Ellison later upped the ante by saying he'd give $10 million to anyone who can match Microsoft's published test results running a piece of software, such as an SAP human resources application, on Microsoft's database software. "It's nothing more than a PR stunt," said Mr Barry Goffe, Microsoft's group manager for the .Net developer group.
"It's clear they're scared that we're encroaching in their space. They basically have to scare people to not use our technology." Oracle this week announced plans for its new Oracle 9i database, software that collects and stores corporate and Web information, and a new version of its application server, software that runs e-commerce transactions. Mr Ellison touted the combined products as the fastest, most reliable and easy-to-use technology for companies to take their business to the Web. The company also is targeting two emerging markets - business trading exchanges and application service providers, online companies that rent software over the Web.
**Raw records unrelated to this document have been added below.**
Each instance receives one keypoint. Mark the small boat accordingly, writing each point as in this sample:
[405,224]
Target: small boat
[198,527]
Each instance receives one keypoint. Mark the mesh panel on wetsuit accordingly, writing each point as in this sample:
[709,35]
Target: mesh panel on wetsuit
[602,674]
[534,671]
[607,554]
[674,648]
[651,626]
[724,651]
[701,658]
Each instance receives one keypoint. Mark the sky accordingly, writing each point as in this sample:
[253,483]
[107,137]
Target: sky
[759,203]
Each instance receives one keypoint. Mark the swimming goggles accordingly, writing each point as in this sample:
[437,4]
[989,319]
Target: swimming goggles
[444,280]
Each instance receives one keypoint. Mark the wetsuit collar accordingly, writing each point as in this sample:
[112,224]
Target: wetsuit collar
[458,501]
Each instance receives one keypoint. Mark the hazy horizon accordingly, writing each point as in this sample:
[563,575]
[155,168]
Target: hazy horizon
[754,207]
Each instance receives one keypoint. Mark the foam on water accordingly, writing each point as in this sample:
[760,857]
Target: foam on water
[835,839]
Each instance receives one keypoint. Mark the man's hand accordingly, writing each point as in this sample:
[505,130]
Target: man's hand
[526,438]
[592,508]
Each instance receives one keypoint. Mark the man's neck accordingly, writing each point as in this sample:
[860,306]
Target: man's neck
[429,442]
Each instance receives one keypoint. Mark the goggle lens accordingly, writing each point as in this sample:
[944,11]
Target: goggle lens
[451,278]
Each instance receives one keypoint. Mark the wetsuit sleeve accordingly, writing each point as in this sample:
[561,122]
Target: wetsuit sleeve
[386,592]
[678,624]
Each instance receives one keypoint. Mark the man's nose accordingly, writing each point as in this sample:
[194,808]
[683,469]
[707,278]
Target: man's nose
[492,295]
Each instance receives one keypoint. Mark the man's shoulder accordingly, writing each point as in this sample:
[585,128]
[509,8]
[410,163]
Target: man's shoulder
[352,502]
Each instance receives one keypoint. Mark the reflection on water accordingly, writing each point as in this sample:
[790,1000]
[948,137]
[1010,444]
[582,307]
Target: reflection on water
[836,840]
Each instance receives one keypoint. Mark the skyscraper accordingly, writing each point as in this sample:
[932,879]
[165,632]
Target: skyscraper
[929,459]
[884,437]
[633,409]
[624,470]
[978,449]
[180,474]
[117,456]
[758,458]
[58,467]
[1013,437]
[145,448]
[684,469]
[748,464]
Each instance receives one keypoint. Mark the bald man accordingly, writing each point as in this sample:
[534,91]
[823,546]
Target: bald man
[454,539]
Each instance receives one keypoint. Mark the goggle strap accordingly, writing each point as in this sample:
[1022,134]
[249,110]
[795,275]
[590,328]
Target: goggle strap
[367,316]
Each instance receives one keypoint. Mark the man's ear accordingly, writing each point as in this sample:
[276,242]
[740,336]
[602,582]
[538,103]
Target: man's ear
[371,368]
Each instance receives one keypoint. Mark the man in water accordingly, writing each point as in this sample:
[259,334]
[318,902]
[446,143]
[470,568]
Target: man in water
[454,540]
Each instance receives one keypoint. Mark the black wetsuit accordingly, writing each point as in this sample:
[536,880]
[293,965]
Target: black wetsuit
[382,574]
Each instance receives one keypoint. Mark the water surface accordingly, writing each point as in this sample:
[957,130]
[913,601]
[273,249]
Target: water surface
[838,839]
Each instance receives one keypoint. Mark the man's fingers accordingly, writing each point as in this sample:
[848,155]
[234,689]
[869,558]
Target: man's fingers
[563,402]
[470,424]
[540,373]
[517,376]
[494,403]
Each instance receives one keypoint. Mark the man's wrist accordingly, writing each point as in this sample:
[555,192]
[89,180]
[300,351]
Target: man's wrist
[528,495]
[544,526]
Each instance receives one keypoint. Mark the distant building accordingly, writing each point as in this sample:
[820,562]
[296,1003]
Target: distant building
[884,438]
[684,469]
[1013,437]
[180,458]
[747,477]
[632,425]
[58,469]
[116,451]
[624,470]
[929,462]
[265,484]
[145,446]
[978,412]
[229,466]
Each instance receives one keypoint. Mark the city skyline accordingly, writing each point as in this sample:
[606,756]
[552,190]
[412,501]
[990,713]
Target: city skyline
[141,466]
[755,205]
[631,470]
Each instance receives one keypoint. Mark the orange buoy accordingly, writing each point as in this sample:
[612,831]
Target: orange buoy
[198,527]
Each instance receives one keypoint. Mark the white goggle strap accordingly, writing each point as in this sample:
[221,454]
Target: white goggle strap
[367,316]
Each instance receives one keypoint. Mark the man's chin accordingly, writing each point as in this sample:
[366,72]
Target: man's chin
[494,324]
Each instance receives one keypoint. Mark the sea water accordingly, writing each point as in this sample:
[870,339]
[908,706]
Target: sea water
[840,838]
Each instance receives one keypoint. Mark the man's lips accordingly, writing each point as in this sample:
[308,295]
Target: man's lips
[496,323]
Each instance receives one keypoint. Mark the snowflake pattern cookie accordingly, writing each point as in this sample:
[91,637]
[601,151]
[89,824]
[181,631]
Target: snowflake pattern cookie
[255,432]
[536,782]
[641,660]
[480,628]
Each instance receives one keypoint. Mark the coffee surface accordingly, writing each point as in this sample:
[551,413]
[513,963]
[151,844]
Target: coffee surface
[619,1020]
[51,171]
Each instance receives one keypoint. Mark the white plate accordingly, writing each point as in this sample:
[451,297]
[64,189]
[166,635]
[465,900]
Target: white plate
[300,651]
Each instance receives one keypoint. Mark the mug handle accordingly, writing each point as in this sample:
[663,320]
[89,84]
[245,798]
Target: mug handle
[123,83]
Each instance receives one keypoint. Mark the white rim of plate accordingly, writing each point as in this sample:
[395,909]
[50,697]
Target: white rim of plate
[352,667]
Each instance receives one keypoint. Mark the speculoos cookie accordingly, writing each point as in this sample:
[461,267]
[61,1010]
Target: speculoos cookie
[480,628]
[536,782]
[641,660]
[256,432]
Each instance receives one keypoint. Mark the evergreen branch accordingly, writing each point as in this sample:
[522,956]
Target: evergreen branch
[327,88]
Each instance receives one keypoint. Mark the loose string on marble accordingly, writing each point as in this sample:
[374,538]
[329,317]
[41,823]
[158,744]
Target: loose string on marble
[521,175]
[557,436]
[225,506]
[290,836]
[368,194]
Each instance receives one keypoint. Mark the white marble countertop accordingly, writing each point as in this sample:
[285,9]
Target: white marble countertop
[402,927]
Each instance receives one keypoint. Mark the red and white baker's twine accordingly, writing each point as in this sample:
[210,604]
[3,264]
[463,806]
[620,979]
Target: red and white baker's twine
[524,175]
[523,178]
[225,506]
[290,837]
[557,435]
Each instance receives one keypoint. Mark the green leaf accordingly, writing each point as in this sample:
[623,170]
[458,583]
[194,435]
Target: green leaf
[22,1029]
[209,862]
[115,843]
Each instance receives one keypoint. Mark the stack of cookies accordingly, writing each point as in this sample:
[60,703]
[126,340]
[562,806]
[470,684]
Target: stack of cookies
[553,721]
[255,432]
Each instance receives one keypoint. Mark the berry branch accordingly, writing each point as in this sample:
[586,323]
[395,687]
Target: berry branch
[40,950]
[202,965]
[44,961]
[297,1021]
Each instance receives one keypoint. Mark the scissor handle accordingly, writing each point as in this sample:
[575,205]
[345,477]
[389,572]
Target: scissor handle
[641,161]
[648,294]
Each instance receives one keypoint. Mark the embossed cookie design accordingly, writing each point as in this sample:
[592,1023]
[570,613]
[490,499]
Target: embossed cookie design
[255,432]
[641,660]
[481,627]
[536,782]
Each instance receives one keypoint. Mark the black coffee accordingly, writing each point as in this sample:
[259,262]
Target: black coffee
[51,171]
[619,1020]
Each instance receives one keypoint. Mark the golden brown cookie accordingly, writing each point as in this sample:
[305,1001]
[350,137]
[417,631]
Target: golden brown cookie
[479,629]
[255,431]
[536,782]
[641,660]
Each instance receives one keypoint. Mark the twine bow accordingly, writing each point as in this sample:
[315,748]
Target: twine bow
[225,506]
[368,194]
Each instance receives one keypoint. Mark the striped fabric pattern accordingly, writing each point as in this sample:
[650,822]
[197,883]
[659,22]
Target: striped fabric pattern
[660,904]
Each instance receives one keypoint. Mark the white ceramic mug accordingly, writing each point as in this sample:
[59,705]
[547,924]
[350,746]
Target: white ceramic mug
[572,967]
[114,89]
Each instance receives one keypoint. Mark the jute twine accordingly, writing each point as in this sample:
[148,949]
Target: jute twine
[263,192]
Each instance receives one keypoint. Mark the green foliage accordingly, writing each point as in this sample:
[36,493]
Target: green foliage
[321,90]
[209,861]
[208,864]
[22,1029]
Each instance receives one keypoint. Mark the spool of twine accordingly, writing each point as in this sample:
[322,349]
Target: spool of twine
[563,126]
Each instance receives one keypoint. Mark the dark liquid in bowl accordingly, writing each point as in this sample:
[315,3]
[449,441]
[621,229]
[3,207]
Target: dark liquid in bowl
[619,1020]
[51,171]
The Oracle 9i database, due in the first half of next year, features new "clustering" technology that will make the company's databases perform faster and more reliably than before.
Clustering allows businesses to harness multiple servers to run a very large database, allowing servers to share work or take over from each other if one fails. "We should be able to tolerate any type of failure," Mr Ellison said.
"It could be hardware, software, a processor...any of those things can break, but users will never see it. Users will always have access to their data." As for ease-of-use, the company has melded many of Oracle's other software products into its database and application server. For example, the company has integrated its data analysis tools, which offer companies the ability to create complex reports by examining business information and seeking patterns and trends, such as online buyers' preferences."
It's our complete Internet deployment platform. We took 75 products and merged them into two," Mr Ellison said. Oracle ranks first in the $11.1 billion database software market. In 1999, Oracle captured 42.4 per cent of sales, followed by IBM with 20.4 per cent and Microsoft with 7.8 per cent, according to research firm IDC. Informix ranks fourth with 5.9 per cent, followed by Sybase with 3.9 per cent. Oracle also competes against IBM, Microsoft, the Sun-Netscape Alliance, BEA Systems and others in the exploding market for application servers and other e-commerce software.